Quero ver o rio com luzes. A brisa bate e a noite é quente. Saul Bellow é o cara. Serge Gainsbourg é o cara. Eu quero uma Jane Birkin.
" O pai de George era uma pessoa simples e modesta. Tudo que ele queria era viver para sempre... Myron declarava que devia sua longevidade ao calor e ao vapor, ao pão preto, à cebola crua, ao bourbon, ao scotch, ao arenque, à linguiça, às cartas, ao bilhar, aos cavalos e às mulheres. Goethe temia que o mundo moderno se tornasse um grande hospital. Todos os cidadãos doentes. Segundo Romains, quando a sociedade falha em estabelecer contatos entre o sentimento de vazio e o pânico para o qual o homem é predisposto, outros agentes avançam para nos colocar em contato com a terapia. O que isso significa é que os seres humanos são loucos. A última instituição que controlou essa doideira foi a igreja. Agora são os médicos." Cito Saul Bellow. Bom pra cacete !!!!
"O geminiano é um moinho mental de sensações onde a alma é despedaçada e pulverizada " isto é Bellow também. Sou geminiano. Atravessei a ponte sobre o rio Pinheiros. Estou na Francisco Morato. Esta avenida sou eu. Feia e cheia de coisinhas bacanas. Entro nas ruas do Butantã. Este bairro foi criado para os professores e funcionários da USP, nos anos 30. Em cada casa, com seu jardim e suas janelas de vidro grosso, respiro professores de literatura e de física. Passo na minha padaria favorita. Panettone quente. Nada pode ser mais feliz.

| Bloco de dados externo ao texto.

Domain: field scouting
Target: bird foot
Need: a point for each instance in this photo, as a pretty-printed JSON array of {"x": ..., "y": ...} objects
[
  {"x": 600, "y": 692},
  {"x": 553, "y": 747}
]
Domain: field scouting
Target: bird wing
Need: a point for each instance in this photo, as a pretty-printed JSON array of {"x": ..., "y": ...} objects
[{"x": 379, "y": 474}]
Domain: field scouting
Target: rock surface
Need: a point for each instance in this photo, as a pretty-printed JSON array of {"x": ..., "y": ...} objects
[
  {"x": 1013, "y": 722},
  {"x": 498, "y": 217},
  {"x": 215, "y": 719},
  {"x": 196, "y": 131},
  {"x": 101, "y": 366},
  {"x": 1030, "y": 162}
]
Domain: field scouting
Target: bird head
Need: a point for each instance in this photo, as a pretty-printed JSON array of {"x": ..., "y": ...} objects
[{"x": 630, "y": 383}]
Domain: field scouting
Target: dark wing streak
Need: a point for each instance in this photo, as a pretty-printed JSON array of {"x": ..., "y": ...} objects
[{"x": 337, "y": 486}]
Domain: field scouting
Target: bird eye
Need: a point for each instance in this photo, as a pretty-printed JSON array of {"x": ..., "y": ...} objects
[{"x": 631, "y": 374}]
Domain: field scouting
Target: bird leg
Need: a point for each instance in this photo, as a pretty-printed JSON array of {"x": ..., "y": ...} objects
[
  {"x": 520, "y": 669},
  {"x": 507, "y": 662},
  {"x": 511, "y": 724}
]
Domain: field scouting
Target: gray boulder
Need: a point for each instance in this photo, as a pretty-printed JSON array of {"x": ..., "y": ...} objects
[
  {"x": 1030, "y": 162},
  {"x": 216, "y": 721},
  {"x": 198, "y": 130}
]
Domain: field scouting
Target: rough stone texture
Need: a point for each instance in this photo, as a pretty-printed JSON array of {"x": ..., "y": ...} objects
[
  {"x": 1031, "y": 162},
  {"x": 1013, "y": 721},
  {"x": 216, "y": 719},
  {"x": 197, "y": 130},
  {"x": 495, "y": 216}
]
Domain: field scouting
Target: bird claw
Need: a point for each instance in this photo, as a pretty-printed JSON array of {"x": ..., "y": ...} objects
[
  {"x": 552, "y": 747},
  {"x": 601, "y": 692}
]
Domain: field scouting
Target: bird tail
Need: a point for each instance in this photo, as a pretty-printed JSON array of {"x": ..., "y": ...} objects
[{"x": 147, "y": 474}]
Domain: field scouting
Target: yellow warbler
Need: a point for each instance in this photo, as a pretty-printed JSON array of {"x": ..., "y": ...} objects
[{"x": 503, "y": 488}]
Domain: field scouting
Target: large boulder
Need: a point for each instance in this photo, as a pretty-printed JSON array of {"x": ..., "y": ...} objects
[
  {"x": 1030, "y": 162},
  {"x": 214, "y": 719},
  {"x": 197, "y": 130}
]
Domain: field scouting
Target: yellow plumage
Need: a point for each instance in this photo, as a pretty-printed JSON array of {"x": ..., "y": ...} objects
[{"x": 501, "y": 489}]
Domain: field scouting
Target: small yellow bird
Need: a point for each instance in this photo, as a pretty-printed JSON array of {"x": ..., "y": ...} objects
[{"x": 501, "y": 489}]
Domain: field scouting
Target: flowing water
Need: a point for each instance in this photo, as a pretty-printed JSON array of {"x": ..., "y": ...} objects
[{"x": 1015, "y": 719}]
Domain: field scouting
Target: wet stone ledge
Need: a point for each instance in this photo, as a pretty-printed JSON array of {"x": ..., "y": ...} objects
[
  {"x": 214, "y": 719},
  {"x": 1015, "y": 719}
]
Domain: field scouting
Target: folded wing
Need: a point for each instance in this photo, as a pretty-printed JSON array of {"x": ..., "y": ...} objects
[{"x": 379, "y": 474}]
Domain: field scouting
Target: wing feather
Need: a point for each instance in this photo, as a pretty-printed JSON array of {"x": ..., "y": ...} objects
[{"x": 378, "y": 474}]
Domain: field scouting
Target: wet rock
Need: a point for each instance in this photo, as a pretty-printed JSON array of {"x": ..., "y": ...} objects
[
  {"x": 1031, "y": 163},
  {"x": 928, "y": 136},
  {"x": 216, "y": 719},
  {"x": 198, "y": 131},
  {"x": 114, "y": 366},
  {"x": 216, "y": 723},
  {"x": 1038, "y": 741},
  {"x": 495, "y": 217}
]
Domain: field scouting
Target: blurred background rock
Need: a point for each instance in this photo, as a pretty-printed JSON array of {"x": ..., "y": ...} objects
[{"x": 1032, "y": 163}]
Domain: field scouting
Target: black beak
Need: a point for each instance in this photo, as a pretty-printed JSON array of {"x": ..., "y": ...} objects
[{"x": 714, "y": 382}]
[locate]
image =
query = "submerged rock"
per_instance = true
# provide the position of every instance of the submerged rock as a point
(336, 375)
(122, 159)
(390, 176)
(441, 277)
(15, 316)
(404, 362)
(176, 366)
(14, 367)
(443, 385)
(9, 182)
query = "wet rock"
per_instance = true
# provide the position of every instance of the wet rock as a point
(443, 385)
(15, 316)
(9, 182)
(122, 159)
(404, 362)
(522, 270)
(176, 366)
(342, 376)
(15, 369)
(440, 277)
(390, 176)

Eu amo as fotos de Bresson, eu amo Tarantino, amo Saul Bellow. Eu amo o rio Pinheiros, amo o Butantã e o Itaim. Amo todo sebo e todo DVD de Michael Powell. Amo as amigas que ainda procuram entender a vida, amo ser geminiano, amo a noite quente cheia de bichos voando na luz. Amo o panettone e a cerveja que faz doer. Mas eu flano, e sou o moinho e este mundo é um hospital.
Charlie me espera em casa. Lambe minha mão e quer fazer hoje exatamente o que fez ontem. Ir à rua, voltar e dormir. Charlie é o círculo. Filosofia canina. Bom...
Sinto saudades de quando UM MAÇO DE GITANES CUSTAVA O PREÇO DE UM MARLBORO!!!!!!!!!